Each individual COVID-19 case is dramatic and each death is a tragedy, but is it still a threat to the major parts of our society? Welcome to Python Data Science December #17.
We will explore the COVID-19 cases & deaths over time for different countries in Europe using Python Pandas, Plotly & Matplotlib. All resources, datasets, required Python libraries & installations are listed at the end of the story, in the chapter Summary & Resources.
📅 The Data
I came across a COVID-19 dataset for the countries in the European Union from Eurostat. We will use it as the baseline for our article today.

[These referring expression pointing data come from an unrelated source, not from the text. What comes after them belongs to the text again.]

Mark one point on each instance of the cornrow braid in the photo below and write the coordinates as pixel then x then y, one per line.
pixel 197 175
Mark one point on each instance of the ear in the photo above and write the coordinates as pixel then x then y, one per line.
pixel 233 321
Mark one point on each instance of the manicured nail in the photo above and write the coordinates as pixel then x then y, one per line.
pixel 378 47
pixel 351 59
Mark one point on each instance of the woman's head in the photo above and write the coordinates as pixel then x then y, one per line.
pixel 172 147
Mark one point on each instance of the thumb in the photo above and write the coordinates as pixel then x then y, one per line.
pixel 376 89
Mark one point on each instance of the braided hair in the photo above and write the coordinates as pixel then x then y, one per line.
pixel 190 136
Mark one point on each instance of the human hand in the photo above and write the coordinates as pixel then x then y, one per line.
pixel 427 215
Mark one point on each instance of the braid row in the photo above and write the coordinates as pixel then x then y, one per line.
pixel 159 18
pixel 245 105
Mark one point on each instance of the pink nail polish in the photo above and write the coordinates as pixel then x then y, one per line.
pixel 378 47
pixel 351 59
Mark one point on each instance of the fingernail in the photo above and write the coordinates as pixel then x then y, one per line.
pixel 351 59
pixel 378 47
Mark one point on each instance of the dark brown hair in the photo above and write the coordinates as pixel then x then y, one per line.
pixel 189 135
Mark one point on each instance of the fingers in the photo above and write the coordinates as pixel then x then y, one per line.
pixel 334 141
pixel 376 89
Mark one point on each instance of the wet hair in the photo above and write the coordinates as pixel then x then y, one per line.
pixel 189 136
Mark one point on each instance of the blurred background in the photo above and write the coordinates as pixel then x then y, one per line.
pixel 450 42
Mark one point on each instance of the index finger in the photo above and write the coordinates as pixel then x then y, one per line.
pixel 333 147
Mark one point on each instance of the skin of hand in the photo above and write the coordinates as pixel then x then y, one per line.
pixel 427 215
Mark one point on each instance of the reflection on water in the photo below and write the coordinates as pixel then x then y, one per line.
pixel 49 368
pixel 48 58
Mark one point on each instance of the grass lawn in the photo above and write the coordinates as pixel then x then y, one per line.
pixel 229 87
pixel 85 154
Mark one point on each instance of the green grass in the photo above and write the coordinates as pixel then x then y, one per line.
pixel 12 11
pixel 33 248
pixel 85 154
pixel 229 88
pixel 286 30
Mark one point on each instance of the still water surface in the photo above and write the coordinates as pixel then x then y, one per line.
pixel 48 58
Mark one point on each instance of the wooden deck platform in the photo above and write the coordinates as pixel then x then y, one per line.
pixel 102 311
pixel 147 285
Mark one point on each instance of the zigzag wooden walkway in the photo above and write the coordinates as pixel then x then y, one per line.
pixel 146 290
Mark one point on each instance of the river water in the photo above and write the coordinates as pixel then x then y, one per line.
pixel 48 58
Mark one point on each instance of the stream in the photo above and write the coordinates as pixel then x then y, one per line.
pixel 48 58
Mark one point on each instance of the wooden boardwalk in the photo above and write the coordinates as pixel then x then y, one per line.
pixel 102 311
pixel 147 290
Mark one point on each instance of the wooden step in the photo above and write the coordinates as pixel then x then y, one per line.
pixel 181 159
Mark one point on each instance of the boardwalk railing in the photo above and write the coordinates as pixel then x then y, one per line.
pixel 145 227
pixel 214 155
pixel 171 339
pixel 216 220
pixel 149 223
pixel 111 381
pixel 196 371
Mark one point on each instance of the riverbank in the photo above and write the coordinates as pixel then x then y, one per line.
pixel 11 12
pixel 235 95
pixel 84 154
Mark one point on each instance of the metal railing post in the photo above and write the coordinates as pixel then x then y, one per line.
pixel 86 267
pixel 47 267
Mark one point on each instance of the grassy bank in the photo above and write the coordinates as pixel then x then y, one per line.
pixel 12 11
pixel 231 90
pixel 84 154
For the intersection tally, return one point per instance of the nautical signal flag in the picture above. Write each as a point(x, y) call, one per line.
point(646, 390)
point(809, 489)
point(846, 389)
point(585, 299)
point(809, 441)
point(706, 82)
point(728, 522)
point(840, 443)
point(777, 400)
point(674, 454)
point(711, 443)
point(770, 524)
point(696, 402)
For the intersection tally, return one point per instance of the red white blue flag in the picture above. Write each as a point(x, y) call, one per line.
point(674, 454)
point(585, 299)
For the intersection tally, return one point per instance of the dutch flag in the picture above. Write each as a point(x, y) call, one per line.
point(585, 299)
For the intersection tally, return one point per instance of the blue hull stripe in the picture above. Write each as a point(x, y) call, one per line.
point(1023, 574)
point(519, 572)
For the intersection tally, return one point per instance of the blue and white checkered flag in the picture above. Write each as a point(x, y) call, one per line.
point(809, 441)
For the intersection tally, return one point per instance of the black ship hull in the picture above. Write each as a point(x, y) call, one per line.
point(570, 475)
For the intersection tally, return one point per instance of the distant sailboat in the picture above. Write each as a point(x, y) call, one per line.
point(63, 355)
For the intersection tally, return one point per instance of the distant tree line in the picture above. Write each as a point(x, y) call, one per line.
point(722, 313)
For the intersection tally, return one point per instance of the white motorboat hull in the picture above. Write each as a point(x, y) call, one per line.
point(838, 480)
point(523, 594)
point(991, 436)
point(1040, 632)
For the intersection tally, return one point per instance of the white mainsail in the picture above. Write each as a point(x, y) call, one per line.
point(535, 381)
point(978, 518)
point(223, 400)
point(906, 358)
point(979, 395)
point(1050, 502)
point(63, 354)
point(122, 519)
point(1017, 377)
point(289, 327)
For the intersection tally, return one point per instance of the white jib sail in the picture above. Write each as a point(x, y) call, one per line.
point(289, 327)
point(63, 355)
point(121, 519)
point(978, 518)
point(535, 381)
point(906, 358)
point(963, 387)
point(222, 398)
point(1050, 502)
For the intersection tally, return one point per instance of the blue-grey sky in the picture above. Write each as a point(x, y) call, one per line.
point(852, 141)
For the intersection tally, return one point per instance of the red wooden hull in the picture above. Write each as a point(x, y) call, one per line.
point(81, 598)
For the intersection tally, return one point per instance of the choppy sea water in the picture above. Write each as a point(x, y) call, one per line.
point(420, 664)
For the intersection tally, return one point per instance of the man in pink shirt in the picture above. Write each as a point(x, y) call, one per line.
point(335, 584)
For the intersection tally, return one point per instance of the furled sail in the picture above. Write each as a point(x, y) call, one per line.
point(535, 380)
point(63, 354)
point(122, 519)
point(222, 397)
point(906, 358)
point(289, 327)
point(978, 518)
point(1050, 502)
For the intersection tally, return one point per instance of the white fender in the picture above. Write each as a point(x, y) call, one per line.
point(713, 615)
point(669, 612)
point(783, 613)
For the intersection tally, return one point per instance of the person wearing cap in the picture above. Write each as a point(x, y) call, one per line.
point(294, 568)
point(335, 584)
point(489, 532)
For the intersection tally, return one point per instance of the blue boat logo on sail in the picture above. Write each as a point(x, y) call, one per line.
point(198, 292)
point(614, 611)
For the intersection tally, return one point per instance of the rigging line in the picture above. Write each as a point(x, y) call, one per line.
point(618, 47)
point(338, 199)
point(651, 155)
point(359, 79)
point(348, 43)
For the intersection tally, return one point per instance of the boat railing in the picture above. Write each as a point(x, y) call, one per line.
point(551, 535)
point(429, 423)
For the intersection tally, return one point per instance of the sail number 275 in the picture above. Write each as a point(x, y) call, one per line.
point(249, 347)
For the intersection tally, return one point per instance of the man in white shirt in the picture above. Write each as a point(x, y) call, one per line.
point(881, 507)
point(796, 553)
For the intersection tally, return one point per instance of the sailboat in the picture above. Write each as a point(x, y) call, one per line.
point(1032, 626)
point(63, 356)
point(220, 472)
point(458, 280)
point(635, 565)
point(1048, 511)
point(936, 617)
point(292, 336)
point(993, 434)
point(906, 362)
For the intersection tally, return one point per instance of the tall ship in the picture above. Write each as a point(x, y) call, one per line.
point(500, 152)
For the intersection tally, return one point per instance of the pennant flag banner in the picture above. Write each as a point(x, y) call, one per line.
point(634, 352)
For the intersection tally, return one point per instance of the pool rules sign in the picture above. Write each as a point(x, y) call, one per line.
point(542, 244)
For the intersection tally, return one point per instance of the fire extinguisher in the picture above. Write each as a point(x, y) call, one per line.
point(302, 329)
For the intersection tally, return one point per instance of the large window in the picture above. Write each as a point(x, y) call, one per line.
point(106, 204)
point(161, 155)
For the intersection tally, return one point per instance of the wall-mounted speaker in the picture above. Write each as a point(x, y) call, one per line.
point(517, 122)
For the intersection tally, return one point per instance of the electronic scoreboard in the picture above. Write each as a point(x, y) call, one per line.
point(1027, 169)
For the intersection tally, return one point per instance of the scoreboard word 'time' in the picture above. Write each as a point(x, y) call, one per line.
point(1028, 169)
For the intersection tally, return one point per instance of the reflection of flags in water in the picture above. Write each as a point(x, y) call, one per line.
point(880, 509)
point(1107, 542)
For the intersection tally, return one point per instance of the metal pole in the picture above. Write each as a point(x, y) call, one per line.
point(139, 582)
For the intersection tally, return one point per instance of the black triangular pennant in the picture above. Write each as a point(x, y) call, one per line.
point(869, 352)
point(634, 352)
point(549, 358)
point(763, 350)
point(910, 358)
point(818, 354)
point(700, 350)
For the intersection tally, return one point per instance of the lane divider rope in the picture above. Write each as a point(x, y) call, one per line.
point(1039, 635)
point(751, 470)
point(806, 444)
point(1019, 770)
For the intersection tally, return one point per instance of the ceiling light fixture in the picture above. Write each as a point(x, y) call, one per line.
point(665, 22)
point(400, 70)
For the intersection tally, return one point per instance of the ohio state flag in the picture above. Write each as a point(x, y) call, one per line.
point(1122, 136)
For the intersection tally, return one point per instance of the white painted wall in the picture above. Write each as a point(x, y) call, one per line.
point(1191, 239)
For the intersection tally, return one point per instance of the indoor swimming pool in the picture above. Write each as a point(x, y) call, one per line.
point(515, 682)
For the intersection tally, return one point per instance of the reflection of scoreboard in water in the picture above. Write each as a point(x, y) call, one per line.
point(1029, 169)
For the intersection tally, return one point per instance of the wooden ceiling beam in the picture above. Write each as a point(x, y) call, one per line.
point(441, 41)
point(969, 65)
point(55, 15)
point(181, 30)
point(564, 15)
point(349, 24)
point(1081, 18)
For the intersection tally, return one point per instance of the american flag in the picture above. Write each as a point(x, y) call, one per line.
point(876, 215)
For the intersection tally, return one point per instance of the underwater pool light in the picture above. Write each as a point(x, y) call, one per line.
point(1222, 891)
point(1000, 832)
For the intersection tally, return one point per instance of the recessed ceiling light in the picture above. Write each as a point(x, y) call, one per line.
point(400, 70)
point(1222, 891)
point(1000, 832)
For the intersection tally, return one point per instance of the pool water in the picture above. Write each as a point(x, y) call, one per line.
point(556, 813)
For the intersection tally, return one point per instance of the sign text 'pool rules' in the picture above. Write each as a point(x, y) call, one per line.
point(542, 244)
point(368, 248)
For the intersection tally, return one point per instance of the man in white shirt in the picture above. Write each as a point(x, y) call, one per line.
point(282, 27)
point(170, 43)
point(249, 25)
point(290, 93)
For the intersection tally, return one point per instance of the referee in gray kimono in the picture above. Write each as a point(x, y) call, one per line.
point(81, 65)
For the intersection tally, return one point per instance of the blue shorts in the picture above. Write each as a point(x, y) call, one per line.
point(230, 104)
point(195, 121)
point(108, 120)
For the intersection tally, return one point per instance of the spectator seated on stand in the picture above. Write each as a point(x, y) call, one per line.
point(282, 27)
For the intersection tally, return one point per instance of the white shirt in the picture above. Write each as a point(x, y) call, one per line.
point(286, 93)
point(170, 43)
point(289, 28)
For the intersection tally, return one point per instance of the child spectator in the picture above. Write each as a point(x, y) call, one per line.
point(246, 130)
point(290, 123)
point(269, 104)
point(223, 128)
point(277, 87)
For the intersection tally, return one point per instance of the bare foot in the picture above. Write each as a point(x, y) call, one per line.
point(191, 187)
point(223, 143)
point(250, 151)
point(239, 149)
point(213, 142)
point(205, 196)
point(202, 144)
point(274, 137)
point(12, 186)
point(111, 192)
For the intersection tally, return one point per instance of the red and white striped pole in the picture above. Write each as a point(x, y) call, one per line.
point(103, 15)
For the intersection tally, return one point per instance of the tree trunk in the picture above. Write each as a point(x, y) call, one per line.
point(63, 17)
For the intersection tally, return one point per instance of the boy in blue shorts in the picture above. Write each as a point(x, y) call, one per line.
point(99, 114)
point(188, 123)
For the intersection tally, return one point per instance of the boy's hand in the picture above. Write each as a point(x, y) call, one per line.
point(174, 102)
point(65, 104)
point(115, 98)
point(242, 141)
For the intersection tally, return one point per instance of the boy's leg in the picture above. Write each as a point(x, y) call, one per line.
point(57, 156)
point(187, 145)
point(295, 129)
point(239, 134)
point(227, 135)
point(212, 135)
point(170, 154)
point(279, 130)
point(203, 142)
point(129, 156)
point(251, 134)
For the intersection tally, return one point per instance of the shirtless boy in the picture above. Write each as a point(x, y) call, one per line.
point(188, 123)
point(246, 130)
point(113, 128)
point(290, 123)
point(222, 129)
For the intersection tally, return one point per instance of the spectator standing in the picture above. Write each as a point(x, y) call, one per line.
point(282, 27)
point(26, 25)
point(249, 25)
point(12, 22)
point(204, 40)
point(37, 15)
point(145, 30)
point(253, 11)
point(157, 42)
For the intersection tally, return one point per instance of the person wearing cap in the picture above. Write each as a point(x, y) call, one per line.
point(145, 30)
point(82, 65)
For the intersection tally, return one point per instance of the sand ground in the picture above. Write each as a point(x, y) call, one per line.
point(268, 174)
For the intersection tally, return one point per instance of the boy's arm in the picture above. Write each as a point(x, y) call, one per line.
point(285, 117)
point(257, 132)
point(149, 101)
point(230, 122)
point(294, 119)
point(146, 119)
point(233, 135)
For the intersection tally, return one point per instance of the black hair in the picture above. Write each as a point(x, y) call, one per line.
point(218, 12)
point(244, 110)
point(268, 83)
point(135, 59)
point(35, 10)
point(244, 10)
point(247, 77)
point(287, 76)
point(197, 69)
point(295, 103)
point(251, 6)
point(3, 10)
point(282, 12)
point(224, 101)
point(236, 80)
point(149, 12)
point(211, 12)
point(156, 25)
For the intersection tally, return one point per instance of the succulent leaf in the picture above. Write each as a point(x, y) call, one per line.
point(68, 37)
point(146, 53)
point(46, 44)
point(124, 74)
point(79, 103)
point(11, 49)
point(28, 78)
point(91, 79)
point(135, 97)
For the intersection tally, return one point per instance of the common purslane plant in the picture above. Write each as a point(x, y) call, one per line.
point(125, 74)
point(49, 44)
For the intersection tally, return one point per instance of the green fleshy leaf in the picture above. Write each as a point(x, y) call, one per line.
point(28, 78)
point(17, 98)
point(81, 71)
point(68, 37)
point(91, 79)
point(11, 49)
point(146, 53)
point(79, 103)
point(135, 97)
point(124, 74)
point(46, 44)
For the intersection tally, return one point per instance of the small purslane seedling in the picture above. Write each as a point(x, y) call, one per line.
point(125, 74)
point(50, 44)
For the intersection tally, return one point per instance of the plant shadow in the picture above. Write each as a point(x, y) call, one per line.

I am using Python Jupyter notebook to examine the data, but you can also just take a regular Python script. To get a first impression of the data, let’s install & import Pandas and read the file into a Pandas DataFrame.
import pandas as pd
df = pd.read_csv('data.csv')
First, let us explore the dataset running df.info()
.
df.info()
<class 'pandas.core.frame.DataFrame'>
RangeIndex: 9486 entries, 0 to 9485
Data columns (total 11 columns):
# Column Non-Null Count Dtype
--- ------ -------------- -----
0 country 9486 non-null object
1 country_code 9180 non-null object
2 continent 9486 non-null object
3 population 9486 non-null int64
4 indicator 9486 non-null object
5 weekly_count 9078 non-null float64
6 year_week 9486 non-null object
7 rate_14_day 8997 non-null float64
8 cumulative_count 9078 non-null float64
9 source 9486 non-null object
10 note 0 non-null float64
dtypes: float64(4), int64(1), object(6)
memory usage: 815.3+ KB
We have 9486 rows of data structured into 11 columns. Let’s have a closer look at the first rows of the dataset and some random sample rows.